Ilmarinen, Finland’s biggest pensions insurance company, reported a 3.7% return in its first half report this morning, while its chief executive officer used the opportunity to reiterate his call for an overhaul of the solvency framework.

Jouko Pölönen, president and CEO of the €58.2bn Helsinki-based pensions firm, said the investment return, €2.1bn in absolute terms, was due to the strong performance of the equity markets, fixed income and credit risk investments.

Listed equities were the best-performing asset class for the earnings-related pension provider with a 7.6% return according to the January-to-June results, with year-to-date returns for real estate only just in positive territory at 0.1%, having lost some of the narrow gains the asset class won in Q1.

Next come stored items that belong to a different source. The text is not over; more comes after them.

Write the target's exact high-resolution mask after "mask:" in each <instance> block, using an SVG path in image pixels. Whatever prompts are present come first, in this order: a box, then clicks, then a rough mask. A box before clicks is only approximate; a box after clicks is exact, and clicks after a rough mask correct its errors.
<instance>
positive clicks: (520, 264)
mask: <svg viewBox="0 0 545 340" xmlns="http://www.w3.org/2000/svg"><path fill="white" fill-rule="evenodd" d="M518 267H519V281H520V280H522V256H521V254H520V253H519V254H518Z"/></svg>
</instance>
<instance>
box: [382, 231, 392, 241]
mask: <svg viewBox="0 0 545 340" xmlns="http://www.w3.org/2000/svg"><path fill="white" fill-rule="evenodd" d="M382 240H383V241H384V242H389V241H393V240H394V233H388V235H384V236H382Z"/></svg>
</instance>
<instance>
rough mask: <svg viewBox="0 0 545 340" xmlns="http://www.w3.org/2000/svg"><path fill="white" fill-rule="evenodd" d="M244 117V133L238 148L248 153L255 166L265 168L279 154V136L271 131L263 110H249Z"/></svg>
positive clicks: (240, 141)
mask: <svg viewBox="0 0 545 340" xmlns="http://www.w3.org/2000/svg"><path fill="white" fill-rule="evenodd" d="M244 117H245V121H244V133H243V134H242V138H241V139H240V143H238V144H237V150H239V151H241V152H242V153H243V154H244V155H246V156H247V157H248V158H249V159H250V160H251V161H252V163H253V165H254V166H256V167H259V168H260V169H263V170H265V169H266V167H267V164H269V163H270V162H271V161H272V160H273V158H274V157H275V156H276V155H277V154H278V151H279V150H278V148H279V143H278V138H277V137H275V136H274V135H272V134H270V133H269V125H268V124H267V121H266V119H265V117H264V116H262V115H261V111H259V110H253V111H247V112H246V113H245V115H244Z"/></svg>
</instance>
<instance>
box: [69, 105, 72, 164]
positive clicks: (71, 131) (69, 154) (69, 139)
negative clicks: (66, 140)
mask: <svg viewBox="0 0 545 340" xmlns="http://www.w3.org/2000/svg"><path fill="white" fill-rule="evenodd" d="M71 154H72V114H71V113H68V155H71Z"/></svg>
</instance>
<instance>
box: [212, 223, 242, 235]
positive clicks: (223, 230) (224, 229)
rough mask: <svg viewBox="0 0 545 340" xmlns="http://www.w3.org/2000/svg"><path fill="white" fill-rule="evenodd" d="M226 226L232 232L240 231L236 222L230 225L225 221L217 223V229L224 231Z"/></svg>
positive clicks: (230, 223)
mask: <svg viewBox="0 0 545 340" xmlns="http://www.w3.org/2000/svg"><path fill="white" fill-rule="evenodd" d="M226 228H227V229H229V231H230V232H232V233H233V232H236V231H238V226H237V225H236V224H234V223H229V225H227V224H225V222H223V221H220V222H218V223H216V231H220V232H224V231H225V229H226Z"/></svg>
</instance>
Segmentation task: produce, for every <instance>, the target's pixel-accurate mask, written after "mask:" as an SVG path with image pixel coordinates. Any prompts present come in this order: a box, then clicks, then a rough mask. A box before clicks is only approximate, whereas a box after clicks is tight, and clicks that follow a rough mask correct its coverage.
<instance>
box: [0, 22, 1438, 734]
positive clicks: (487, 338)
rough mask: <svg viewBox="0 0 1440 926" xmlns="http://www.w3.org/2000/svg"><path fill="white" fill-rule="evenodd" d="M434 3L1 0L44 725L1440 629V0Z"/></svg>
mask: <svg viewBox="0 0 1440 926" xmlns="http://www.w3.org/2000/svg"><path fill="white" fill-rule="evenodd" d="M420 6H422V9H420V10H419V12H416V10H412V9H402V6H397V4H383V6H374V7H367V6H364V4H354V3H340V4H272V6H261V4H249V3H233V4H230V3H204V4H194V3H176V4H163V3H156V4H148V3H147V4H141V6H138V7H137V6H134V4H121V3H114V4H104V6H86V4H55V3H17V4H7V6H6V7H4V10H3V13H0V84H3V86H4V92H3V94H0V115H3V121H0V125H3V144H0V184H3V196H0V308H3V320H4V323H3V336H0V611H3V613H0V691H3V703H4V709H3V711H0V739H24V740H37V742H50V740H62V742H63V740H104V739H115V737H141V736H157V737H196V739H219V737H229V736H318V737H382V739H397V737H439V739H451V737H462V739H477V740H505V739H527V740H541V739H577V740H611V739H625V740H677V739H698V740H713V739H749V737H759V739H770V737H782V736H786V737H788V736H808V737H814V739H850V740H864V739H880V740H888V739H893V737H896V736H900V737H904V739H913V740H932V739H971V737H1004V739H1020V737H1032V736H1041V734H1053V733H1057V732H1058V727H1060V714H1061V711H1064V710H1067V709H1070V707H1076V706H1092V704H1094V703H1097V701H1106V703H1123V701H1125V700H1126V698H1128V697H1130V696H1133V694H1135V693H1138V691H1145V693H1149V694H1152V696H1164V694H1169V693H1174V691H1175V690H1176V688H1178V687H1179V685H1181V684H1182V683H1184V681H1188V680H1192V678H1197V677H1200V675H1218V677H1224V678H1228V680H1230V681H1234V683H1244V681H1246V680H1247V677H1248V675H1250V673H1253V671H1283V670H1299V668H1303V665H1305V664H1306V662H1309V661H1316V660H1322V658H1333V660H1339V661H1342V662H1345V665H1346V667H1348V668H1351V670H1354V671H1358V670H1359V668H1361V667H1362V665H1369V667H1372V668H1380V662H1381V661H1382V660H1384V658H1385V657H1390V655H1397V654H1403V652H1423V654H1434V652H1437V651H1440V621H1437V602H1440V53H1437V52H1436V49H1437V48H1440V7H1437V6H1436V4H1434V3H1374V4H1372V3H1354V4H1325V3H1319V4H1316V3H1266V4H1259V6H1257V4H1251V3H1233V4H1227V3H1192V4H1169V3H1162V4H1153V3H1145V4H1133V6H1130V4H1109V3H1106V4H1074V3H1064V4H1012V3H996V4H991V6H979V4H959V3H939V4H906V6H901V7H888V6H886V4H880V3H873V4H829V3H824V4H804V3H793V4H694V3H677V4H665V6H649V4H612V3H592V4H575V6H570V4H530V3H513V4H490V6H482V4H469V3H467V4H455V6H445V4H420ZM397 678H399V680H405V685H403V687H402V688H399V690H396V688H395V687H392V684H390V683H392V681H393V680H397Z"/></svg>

“Stock prices rose in the United States, especially driven by major tech companies, and the rise was also strong in Europe, although stock price performance was negative in Finland,” the CEO said.

Solvency is creeping higher after the big 2022 decline, the results showed, with the solvency ratio reaching 126.4% at the end of June compared to the end-2022 ratio of 125.8%.

Pölönen said the new programme of the Finnish government included earnings-related pension policy targets such as achieving an adequate level and coverage of pensions, intergenerational fairness, and sustainable financing.

“The significance of investment returns from the perspective of the sustainability of long-term financing of the pension system highlights why the solvency framework for earnings-related companies must be reshaped so as to enable them to seek better long-term returns,” the CEO said.

The need to overhaul the solvency framework has become a frequent call from the earnings-related pension sector.

Pölönen also addressed the politically-charged issue of immigration in today’s interim report, from a pensions angle.

“The Finnish welfare society and earnings-related pension system are especially challenged by the decline in the working age population and weakening of the age dependency ratio,” he said.

Increasing labour immigration was necessary, he said, for Finland’s economy and the pension system.

“Many sectors require more workforce, and in order to attract it, Finland must be an open society that is safe for all and where discrimination is not tolerated,” Pölönen said.

Finland is in the throes of a political shift to the right after the leadership of left-wing Prime Minister Sanne Martin came to an end.

The conservative National Coalition, winner of April’s parliamentary election, has formed a majority government with the anti-immigration, eurosceptic Finns Party and two smaller groups.

Contributions to Ilmarinen’s pension scheme increased by 6% from the same period last year, amounting to to €3.49bn - growth which the firm said followed in the increase in payroll for employees insured with the provider.

Looking ahead, though, Ilmarinen said it expected that pace of growth to slow.

“Employment development appears, however, to be decelerating as the number of employees began to fall at a rate of 0.3% in June for the first time in more than two years,” the CEO said.

Varma, Ilmarinen’s closest rival, is set to publish its first half 2023 report on Friday.